— А на вас Владимир Львович оказал давление?
— Был момент, когда он сказал:
— Давай текст поправим, вот это говори, а это не надо.
Сначала я согласилась — хорошо. На второй съемочный день — та же история. На четвертый я возразила:
— Нет, Владимир Львович, если я это не скажу, тогда и не сыграю.
— А, ну хорошо.
Партнерство на площадке — как игра в большой теннис. Приятно стоять в кадре с большими артистами, только следует держать удар. Не отбил подачу — все...
Это была хорошая для меня школа. Я поражалась, когда видела, как плачет в кадре Ингеборга. Если режиссер говорит, что надо правым глазом, то пожалуйста, слезы текут из правого. А хочешь — она плачет левым. Ингеборга была полностью в исторической теме, все, что только можно было, прочитала, изучила. Мне оставалось успевать и соответствовать. Второго шанса в таких случаях не предоставляют.
— И в это время вам еще приходилось контролировать жизнь своих детей.

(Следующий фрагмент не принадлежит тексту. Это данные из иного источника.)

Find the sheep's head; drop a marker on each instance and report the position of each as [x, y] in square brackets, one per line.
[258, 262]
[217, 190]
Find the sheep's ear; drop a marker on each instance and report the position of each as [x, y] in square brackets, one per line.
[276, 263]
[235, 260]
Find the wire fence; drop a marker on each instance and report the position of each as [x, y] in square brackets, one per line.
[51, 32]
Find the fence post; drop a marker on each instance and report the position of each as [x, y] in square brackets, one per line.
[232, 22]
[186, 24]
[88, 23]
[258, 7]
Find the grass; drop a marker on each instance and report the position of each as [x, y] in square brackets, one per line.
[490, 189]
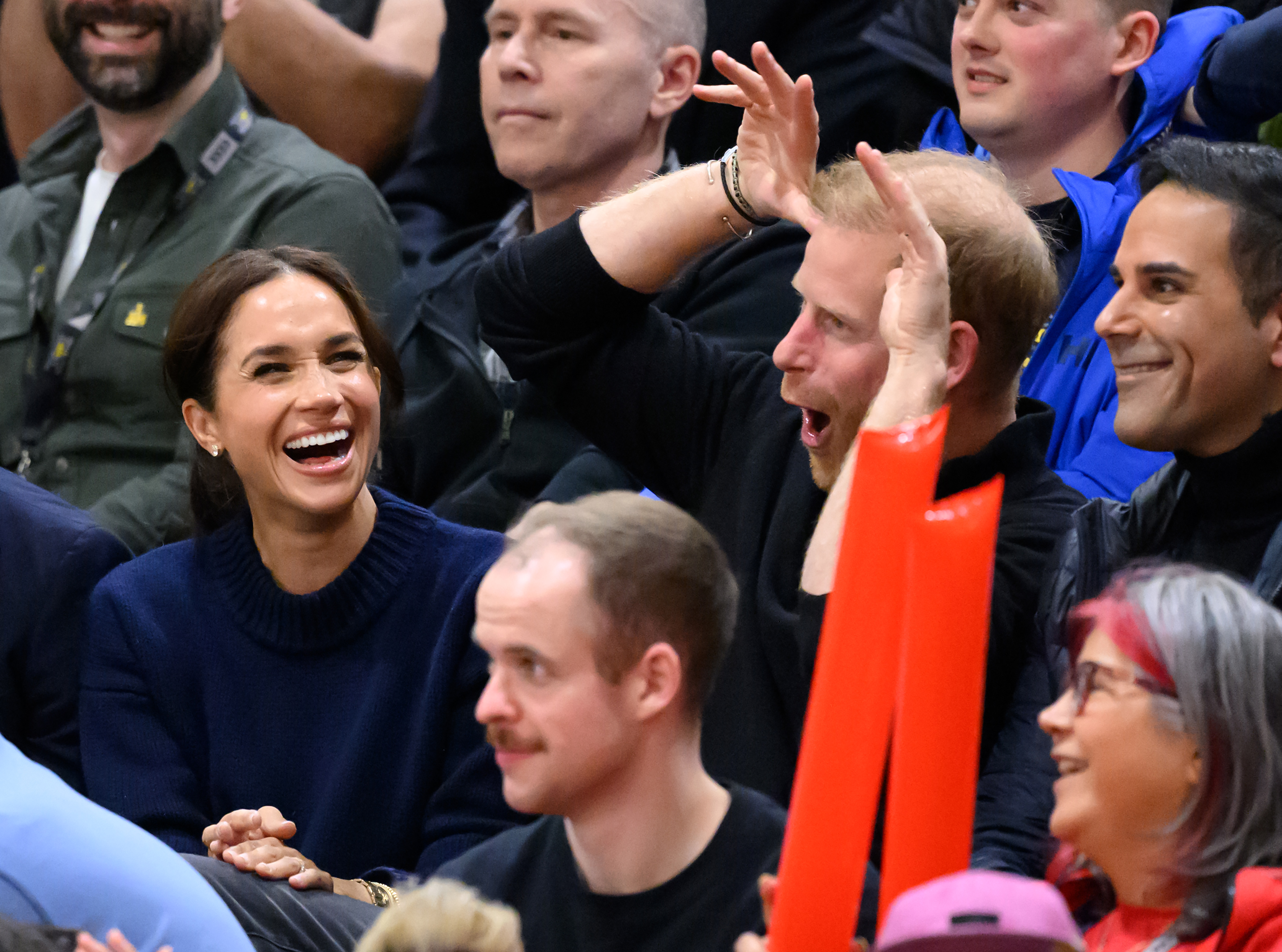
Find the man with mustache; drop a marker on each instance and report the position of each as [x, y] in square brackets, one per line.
[352, 78]
[606, 623]
[120, 207]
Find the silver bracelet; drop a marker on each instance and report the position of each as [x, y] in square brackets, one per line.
[735, 193]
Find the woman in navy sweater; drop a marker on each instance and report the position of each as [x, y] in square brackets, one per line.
[312, 648]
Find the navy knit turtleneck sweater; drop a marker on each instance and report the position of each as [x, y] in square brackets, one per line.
[207, 688]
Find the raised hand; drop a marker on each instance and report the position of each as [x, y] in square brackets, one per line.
[916, 316]
[271, 859]
[779, 138]
[244, 825]
[116, 942]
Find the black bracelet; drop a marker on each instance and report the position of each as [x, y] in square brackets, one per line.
[735, 196]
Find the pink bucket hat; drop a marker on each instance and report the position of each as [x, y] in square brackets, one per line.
[980, 911]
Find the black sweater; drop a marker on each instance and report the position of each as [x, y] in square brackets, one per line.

— Как бы я ни стремилась формировать рабочий график с учетом важных семейных событий, обязательно что-нибудь да случится. Это тяжело, но ничего не поделаешь, такая профессия. Не понимаю, как я смогла состояться как актриса, удержаться в профессии, имея четверых детей. Конечно, я трудолюбивый человек, и это правда, а не хвастовство. Но и профессия наша — очень ревнивая, чтобы сделать действительно что-то стоящее, требуется аскетизм и полное погружение. Поэтому иногда, пусть нечасто, но все же пропускаю дни рождения своих детей и выпускной бал, и родительские собрания. Когда в работе новый материал, он сосредоточен в голове, даже если я за рулем или вышла прогуляться. Учишь текст, разбираешь монолог. Или вспоминаешь сцену, которую вчера сняли, и думаешь, что я сделала не так. Это ужасно!
Когда нам, студентам, педагоги говорили, что даже на похоронах будете смотреть, как кто себя ведет, и запоминать, мы не верили. А оказалось, что так и есть...
— Вам легче играть, когда вы на эмоциональном подъеме, влюблены, например, или наоборот, когда трудно взять себя в руки?
— Мои роли, особенно в театре, драматичные. Например, сейчас играю «Любовные письма» с Гошей Куценко, «Казанову» с Сергеем Безруковым, он же режиссер-постановщик, «Мастера и Маргариту» в постановке Сергея Алдонина.
Поэтому чем мне самой хуже, тем лучше. Если произошло что-то трагическое, я играю как в последний раз. Иногда я считала часы, чтобы выйти на сцену и доиграть до того момента, когда можно уже наконец пострадать.
Но когда я играла в спектакле «Ленинградский романс», в Минске, в день смерти моего отца, горе такого уровня привело лишь к оцепенению. Говорят, что сцена лечит. Не знаю... Я не помню, как играла. Партнеры — Игорь Петренко и Дима Исаев — сказали потом, что все было как всегда. Непоправимое горе мне как артистке ничего не дало, а как человеку отняло часть души.
— На форумах вам ставят в упрек, что вы используете дублерш и каскадеров, а не работаете в трудных сценах сами. Ваше отношение к подобной критике?
— Беременной Матвеем я снималась в фильме «Мы из будущего». Мне предоставили дублера, но она так смешно бегала и прыгала, что я сама все сделала в кадре. В единственной сцене, где моя героиня ползет на животе, а вокруг взрывы, в кадре была девушка-каскадер из Канады. У меня не было таких сложных ролей, как у Тома Круза. Когда надо сесть на мотоцикл и проехать по оживленной дороге, разумеется, я справляюсь. Для самой себя, не для роли, я прыгала с парашютом со скалы, боролась со страхами.